Même si le secrétaire général du Syndicat autonome de l’enseignement supérieur (Saes), Malick Fall, a passé sous silence la gestion de son collègue au Coud, il n’a pas tari d’éloges à son endroit. Il remet en cause le profil de leur nouveau manager à diriger des professeurs plus gradés que lui. Pour lui, l’enseignement supérieur, c’est comme l’Armée. Les enseignants tiennent beaucoup à leurs grades. «Il y a plusieurs lectures qu’on peut faire de la nomination de notre ministre de tutelle. Il y a un aspect plus intéressant pour nous que la gestion du Coud. L’Université est structurée et hiérarchisée. On peut nommer quelqu’un qui est extérieur à notre corps sans aucun problème. Quand il s’agit de quelqu’un de l’Université, il y a un problème de grade qui se pose», explique-t-il d’emblée. A l’en croire, la nomination du nouveau ministre de l’Enseignement supérieur qui est un maître-assistant titulaire avec les nouvelles réformes des grades, c’est comme prendre un soldat de première classe et le nommer chef d’Etat-major général de l’armée (Cemga). «Sur le plan du fonctionnement des choses, il y aura des difficultés. Ne pas les dire, c’est faire la fine bouche. Depuis sa nomination, des collègues m’interpellent sur son profil à diriger ce département», constate-t-il. Avant d’ajouter : «Il va avoir un directeur de recherche qui sera un professeur titulaire, un directeur de l’enseignement supérieur qui sera un professeur titulaire et d’autres directeurs qui seront des professeurs titulaires, etc. Il n’a pas le même grade qu’eux. Les universitaires sont très jaloux. Dans toutes les universités du monde, les enseignants tiennent aux grades à la prunelle de leurs yeux. Ça peut frustrer les puristes».

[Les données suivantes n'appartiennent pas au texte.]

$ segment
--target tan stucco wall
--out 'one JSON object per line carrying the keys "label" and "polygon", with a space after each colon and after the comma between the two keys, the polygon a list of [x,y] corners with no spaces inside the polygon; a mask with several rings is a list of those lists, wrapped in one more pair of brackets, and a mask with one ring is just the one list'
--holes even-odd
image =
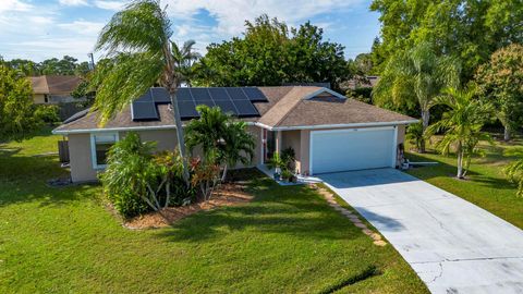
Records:
{"label": "tan stucco wall", "polygon": [[71,180],[73,182],[96,181],[96,171],[93,169],[90,157],[90,135],[69,135],[69,157],[71,164]]}
{"label": "tan stucco wall", "polygon": [[282,145],[281,145],[281,150],[285,148],[292,148],[294,149],[294,154],[296,157],[296,167],[295,170],[302,171],[302,164],[301,164],[301,131],[283,131],[281,132],[281,138],[282,138]]}
{"label": "tan stucco wall", "polygon": [[[351,127],[348,127],[351,128]],[[365,128],[365,127],[357,127],[357,128]],[[327,130],[343,130],[343,128],[321,128],[315,131],[327,131]],[[405,125],[398,125],[398,142],[397,144],[404,143],[405,140]],[[283,133],[284,134],[284,133]],[[284,142],[284,139],[283,139]],[[311,131],[309,130],[302,130],[300,134],[300,172],[301,174],[308,174],[309,173],[309,150],[311,150]],[[284,144],[284,143],[283,143]],[[296,149],[294,149],[296,150]],[[297,151],[296,151],[297,157]]]}

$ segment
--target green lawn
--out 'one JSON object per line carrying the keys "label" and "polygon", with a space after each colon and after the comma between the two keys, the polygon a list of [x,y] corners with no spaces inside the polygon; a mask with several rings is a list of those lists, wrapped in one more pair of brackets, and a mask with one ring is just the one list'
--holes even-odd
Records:
{"label": "green lawn", "polygon": [[502,169],[514,158],[504,156],[504,150],[522,148],[523,140],[507,144],[496,142],[494,146],[482,144],[486,157],[474,158],[466,180],[455,179],[455,156],[441,156],[429,149],[429,154],[406,155],[411,161],[437,161],[438,166],[416,168],[410,174],[453,193],[494,215],[523,229],[523,198],[515,195],[516,185],[507,181]]}
{"label": "green lawn", "polygon": [[46,185],[63,175],[57,156],[40,156],[58,139],[0,145],[0,293],[427,292],[314,191],[260,176],[253,203],[124,229],[99,186]]}

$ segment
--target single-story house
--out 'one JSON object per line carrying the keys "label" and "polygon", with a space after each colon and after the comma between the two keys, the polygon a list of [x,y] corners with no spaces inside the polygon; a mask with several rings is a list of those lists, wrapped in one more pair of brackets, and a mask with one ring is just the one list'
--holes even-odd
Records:
{"label": "single-story house", "polygon": [[[219,106],[247,122],[257,142],[252,166],[291,147],[303,175],[397,167],[405,125],[417,122],[315,86],[180,88],[177,97],[183,122],[198,117],[197,105]],[[97,179],[108,148],[130,131],[158,149],[177,148],[166,89],[150,88],[104,127],[96,111],[84,111],[52,133],[66,136],[72,181],[83,182]]]}
{"label": "single-story house", "polygon": [[75,99],[71,96],[71,93],[74,91],[81,82],[82,78],[75,75],[32,76],[33,101],[35,105],[73,102]]}

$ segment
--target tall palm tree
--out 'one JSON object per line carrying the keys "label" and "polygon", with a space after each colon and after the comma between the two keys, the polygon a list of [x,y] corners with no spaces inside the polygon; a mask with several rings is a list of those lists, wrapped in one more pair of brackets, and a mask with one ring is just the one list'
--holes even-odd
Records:
{"label": "tall palm tree", "polygon": [[[430,120],[430,102],[446,87],[459,85],[460,66],[454,58],[438,57],[430,44],[422,42],[392,57],[373,90],[378,105],[419,107],[423,132]],[[422,140],[419,152],[425,152]]]}
{"label": "tall palm tree", "polygon": [[482,132],[482,127],[491,118],[492,107],[475,99],[475,88],[448,88],[431,102],[431,106],[441,105],[450,109],[443,113],[440,121],[427,128],[427,133],[443,134],[436,145],[441,154],[448,155],[451,149],[455,150],[459,179],[465,176],[472,156],[479,152],[476,148],[479,140],[491,142],[490,136]]}
{"label": "tall palm tree", "polygon": [[194,45],[196,41],[187,40],[182,47],[179,47],[175,42],[171,44],[172,47],[172,58],[174,59],[174,64],[177,68],[177,73],[179,74],[178,79],[181,83],[185,83],[187,87],[191,87],[191,79],[194,75],[193,64],[202,58],[202,56],[194,50]]}
{"label": "tall palm tree", "polygon": [[192,120],[186,127],[187,147],[193,150],[202,147],[204,154],[216,155],[217,164],[222,166],[221,181],[226,181],[228,167],[238,162],[248,164],[254,158],[256,147],[246,123],[234,121],[219,107],[198,106],[198,120]]}
{"label": "tall palm tree", "polygon": [[[115,60],[97,87],[95,109],[101,124],[159,83],[171,97],[180,155],[185,158],[182,121],[177,103],[180,74],[172,56],[171,23],[159,0],[137,0],[115,13],[98,36],[96,50]],[[183,160],[188,184],[188,170]]]}

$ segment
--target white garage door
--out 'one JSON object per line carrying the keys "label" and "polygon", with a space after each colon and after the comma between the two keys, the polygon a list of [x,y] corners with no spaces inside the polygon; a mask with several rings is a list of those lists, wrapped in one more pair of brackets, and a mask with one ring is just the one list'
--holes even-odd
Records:
{"label": "white garage door", "polygon": [[311,132],[311,173],[396,166],[396,127]]}

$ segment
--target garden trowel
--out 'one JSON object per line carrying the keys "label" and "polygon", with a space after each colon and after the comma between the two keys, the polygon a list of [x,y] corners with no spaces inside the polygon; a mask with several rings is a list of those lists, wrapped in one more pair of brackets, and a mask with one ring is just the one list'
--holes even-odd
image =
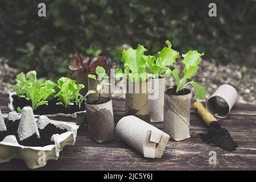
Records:
{"label": "garden trowel", "polygon": [[237,147],[229,131],[222,128],[218,121],[204,107],[201,102],[196,102],[193,107],[209,127],[208,135],[218,147],[232,152]]}

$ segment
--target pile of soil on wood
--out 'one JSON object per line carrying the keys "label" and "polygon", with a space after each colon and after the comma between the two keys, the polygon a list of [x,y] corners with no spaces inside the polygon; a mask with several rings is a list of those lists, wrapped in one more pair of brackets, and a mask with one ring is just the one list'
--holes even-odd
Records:
{"label": "pile of soil on wood", "polygon": [[[25,106],[32,106],[31,101],[28,101],[26,98],[19,98],[16,95],[12,96],[12,97],[13,98],[13,104],[16,111],[18,107],[23,108]],[[34,110],[34,113],[36,115],[54,114],[57,113],[73,114],[76,112],[85,110],[84,101],[82,102],[80,108],[76,105],[70,105],[69,107],[65,108],[63,105],[56,105],[57,102],[59,102],[59,101],[56,98],[48,101],[48,105],[44,105],[39,106],[36,110]]]}
{"label": "pile of soil on wood", "polygon": [[[202,142],[205,142],[212,146],[213,147],[220,147],[226,151],[232,152],[236,150],[236,148],[238,146],[237,143],[232,141],[230,143],[225,143],[225,140],[223,140],[222,142],[221,140],[218,142],[218,145],[215,143],[213,139],[212,133],[210,131],[207,134],[205,133],[200,133],[199,134],[200,136],[200,138]],[[217,137],[217,136],[216,136]]]}
{"label": "pile of soil on wood", "polygon": [[51,138],[53,134],[61,134],[67,132],[66,129],[63,130],[56,127],[54,125],[49,123],[43,130],[39,130],[40,138],[38,138],[36,134],[28,138],[20,141],[18,136],[17,130],[19,127],[19,120],[14,122],[5,120],[7,131],[0,131],[0,142],[8,135],[14,135],[19,144],[30,147],[43,147],[49,144],[54,144],[54,141]]}
{"label": "pile of soil on wood", "polygon": [[191,92],[188,89],[183,89],[181,90],[176,92],[176,86],[167,90],[166,93],[170,96],[184,96],[189,94]]}

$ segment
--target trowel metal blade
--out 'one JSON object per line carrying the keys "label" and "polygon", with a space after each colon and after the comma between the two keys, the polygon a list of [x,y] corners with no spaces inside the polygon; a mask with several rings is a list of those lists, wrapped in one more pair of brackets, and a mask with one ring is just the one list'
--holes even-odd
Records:
{"label": "trowel metal blade", "polygon": [[208,134],[218,147],[229,152],[236,150],[237,143],[234,142],[229,131],[221,127],[218,122],[213,122],[210,124]]}

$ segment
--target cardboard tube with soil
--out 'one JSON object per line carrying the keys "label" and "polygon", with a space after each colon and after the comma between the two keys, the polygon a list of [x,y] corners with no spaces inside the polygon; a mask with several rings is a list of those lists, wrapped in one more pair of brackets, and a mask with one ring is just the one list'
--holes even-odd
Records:
{"label": "cardboard tube with soil", "polygon": [[228,84],[220,86],[210,97],[206,104],[207,109],[218,118],[225,118],[236,102],[237,92]]}
{"label": "cardboard tube with soil", "polygon": [[[166,78],[159,77],[152,80],[154,95],[157,98],[149,100],[151,122],[163,122],[164,93],[166,89]],[[155,96],[154,97],[155,97]]]}
{"label": "cardboard tube with soil", "polygon": [[133,115],[121,119],[115,132],[144,158],[160,158],[170,138],[166,133]]}
{"label": "cardboard tube with soil", "polygon": [[[109,79],[105,79],[102,81],[102,83],[109,82],[110,83]],[[96,90],[97,85],[98,84],[97,80],[92,79],[88,77],[88,90]],[[102,89],[101,89],[101,97],[109,97],[111,98],[110,93],[110,85],[105,85],[103,86]],[[89,95],[89,98],[96,98],[98,97],[99,93],[96,90],[96,92]]]}
{"label": "cardboard tube with soil", "polygon": [[180,141],[190,138],[191,90],[184,89],[177,94],[176,87],[164,92],[164,131],[171,139]]}
{"label": "cardboard tube with soil", "polygon": [[88,77],[87,74],[81,73],[77,72],[77,84],[82,84],[84,85],[84,88],[81,89],[79,93],[84,96],[88,91]]}
{"label": "cardboard tube with soil", "polygon": [[150,122],[148,85],[151,81],[127,82],[125,94],[125,114]]}
{"label": "cardboard tube with soil", "polygon": [[85,102],[87,121],[90,137],[98,143],[115,138],[115,126],[112,101],[108,97],[88,100]]}

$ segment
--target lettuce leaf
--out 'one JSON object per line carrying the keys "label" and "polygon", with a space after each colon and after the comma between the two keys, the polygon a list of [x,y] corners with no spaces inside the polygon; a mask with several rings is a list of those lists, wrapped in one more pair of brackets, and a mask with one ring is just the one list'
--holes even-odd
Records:
{"label": "lettuce leaf", "polygon": [[179,52],[171,48],[172,44],[169,40],[166,40],[167,47],[163,48],[158,52],[158,57],[155,61],[155,57],[153,56],[147,56],[146,67],[147,69],[152,74],[158,74],[159,76],[166,73],[166,76],[169,77],[171,75],[170,67],[173,65],[176,60],[179,56]]}

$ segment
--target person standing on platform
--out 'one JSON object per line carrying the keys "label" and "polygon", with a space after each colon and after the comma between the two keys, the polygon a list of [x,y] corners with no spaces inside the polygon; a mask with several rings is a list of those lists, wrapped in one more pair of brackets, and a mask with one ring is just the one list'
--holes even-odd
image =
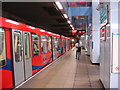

Par ailleurs, ce constat n’a pas empêché à Malick Fall de relativiser. Selon lui, sur le plan des principes, il y a aucun problème. La nomination est administrative. «C’est une question extrêmement importante. Mais c’est le président qui a la responsabilité de nommer. On ne peut pas récuser sa nomination. C’est aspect administratif. Nous avons un préjugé très favorable sur la personne de Cheikh Omar Hanne, en tant que manager», note Malick Fall, secrétaire général national du Saes.